Action items for DUNE distributed computing, and common scripts that are used.
2 stars 0 forks source link

Problems with job submission from CERN etc #26

Closed Andrew-McNab-UK closed 2 years ago

Andrew-McNab-UK commented 2 years ago

It does not seem to be possible to reliably use jobsub_submit from CERN and other sites outside FNAL. If jobsub01.fnal.gov or jobsub03.fnal.gov are chosen as the server it seems to be ok but usually jobsub02.fnal.gov is used which results in

pycurl.error: (35, 'OpenSSL SSL_connect: Connection reset by peer in connection to jobsub02.fnal.gov:8443 ')

HTTP response:0 PyCurl Error (35, 'OpenSSL SSL_connect: Connection reset by peer in connection to jobsub02.fnal.gov:8443 ')

which is usually a firewall problem.
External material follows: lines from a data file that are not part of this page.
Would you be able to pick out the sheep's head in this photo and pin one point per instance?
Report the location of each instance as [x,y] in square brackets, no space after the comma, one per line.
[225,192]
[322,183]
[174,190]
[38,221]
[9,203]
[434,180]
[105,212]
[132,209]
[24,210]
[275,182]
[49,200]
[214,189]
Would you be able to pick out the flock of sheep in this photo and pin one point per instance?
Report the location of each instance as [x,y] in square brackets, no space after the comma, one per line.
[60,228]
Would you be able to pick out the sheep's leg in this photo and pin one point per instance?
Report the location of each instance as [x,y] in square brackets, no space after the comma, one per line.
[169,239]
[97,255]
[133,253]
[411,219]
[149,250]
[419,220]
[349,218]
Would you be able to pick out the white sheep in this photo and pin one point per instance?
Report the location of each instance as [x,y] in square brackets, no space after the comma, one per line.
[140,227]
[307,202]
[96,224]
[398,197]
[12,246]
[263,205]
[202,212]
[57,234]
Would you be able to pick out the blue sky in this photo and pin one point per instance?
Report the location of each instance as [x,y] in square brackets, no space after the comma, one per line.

Using the --jobsub-server option to select jobsub01 doesn't seem to make a difference.

In passing, there also seems to be a firewall problem for a URL that cigetcert fetches although it doesn't prevent the few successful job submissions you get to the other two jobsub servers:

cigetcert: fetch of options from https://fifebatch.fnal.gov/cigetcertopts.txt failed: URLError:

I've attached a log of setting up the environment on lxplus and then trying to submit a job jobsub.log.txt

Andrew-McNab-UK commented 2 years ago

This seems to be working ok now although the Service Now ticket has not actually been updated.

Andrew-McNab-UK commented 2 years ago

Service Now ticket has now been updated to say it is working and they can see requests in the logs.